By the time of my 1999 trip to the Silk Road city of Kashgar in southern Xinjiang, what Western media call "a low level insurgency" had heated up. The Chinese had torn down all but a few blocks of the ancient old town to put up prefab apartment buildings. But the Uyghurs weren't taking it lying down. ETIM separatists, some of whom had trained at jihadi camps in Afghanistan, were blowing up a Chinese government office every few days. "Goodbye, Interior Ministry!" gloated my server at a sidewalk noodle joint after the sound of an explosion ricocheted down the boulevard. "We are fighting hard against China to show you Americans we are serious. The U.S. stands for freedom."

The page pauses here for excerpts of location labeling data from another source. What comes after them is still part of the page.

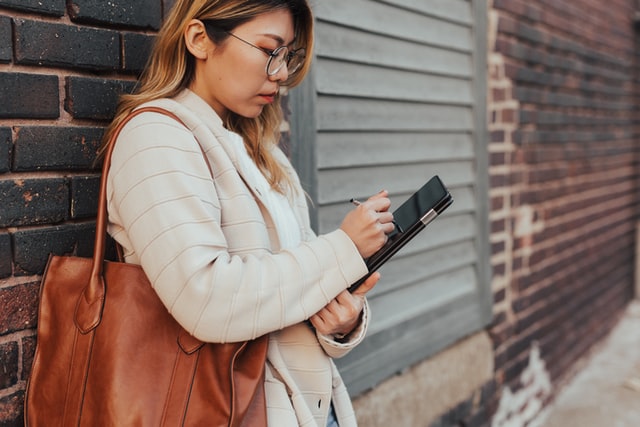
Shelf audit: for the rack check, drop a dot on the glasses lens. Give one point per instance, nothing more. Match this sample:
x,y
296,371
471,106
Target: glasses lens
x,y
277,60
295,60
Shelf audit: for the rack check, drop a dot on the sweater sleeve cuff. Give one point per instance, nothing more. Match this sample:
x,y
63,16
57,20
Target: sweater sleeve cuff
x,y
352,265
338,348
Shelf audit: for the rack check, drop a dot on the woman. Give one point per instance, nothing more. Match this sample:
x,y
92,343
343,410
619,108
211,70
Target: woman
x,y
229,250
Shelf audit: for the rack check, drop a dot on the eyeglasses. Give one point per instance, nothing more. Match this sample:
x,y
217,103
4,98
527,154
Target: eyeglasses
x,y
279,57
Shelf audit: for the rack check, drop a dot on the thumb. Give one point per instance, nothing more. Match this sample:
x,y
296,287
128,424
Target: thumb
x,y
367,285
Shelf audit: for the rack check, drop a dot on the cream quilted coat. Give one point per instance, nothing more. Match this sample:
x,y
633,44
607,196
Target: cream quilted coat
x,y
209,247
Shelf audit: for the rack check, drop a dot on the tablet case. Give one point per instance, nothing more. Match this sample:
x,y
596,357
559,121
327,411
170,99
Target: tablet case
x,y
410,219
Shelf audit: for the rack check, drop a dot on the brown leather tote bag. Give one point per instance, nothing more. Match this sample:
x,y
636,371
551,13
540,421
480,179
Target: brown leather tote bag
x,y
109,353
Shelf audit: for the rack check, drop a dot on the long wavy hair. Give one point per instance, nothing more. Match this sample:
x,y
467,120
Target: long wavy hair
x,y
171,68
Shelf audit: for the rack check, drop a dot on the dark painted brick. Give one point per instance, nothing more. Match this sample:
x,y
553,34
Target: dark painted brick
x,y
33,247
33,201
140,13
55,148
137,48
49,7
95,99
6,42
28,350
9,361
5,150
12,409
167,5
19,308
84,196
29,96
43,43
5,255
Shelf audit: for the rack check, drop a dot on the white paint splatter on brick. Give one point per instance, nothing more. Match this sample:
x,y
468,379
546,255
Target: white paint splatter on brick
x,y
525,408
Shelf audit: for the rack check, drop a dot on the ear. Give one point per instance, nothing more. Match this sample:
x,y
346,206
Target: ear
x,y
197,40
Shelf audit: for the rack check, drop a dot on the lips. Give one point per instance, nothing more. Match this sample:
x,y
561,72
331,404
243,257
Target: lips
x,y
269,97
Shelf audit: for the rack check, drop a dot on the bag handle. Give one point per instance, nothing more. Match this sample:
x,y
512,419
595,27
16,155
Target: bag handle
x,y
89,308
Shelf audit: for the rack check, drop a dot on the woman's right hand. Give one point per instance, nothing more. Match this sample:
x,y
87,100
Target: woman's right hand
x,y
369,223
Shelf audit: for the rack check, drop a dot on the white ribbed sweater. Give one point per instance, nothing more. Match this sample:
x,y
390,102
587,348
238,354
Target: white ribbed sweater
x,y
211,252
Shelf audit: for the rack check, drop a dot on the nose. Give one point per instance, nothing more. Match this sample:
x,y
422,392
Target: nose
x,y
282,75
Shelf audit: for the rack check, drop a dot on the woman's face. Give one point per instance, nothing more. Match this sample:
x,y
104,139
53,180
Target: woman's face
x,y
232,77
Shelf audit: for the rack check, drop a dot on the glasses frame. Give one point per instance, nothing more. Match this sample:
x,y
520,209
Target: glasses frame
x,y
288,56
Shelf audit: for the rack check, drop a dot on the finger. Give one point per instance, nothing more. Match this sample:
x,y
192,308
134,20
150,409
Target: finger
x,y
367,285
318,322
381,193
385,217
379,204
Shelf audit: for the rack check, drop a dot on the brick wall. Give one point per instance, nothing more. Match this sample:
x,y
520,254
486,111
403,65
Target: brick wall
x,y
564,178
62,65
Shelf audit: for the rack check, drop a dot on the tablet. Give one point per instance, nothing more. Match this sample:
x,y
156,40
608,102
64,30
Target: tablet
x,y
410,219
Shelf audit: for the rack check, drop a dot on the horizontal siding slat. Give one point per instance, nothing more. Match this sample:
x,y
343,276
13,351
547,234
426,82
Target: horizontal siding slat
x,y
348,79
337,149
351,45
394,22
405,268
453,10
341,113
420,298
384,354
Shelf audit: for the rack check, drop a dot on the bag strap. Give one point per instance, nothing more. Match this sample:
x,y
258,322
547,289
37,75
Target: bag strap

Then came 9/11. The Bush Administration, wanting to avert a Chinese veto of its invasions of Afghanistan and Iraq in the U.N. security council, drafted China into the "war on terrorism" by granting it a free pass to beat up its Tibetans and Uyghurs. Citing the fact that ETIM members had received arms and training from the Taliban (but only to fight China), China convinced the U.S. State Department to declare the group a "terrorist organization" affiliated with Al Qaeda. In "Xinjiang: China's Muslim Borderland," Graham Fuller and Jonathan Lippman write that this "U.S. declaration [was] catastrophic" for the Uyghurs. The United States had given Beijing "carte blanche to designate all Uyghur nationalist...movements as 'terrorist.'"

Twenty-two Uyghurs have since joined the ranks of the "terrorists" incarcerated at Guantánanamo concentration camp. Two Uyghur men, 29 and 31, faced a U.S. military tribunal on November 19, charged only with membership in ETIM and attending a Taliban training camp for anti-Chinese fighters. Military insiders say most of the Uyghurs will eventually be released, but not to China--our ally in the "war on terrorism"--because they would probably be tortured and/or executed.

Martial law remains in force in Xinjiang. The post-9/11 crackdown began with hundreds of arrests and the executions of nine "religious extremists and terrorists." One of the dead, convicted of "contributing to disturbance by nationalist splittism forces," had been overheard joking that he hoped America would come to Xinjiang to free the Uyghurs from Chinese rule.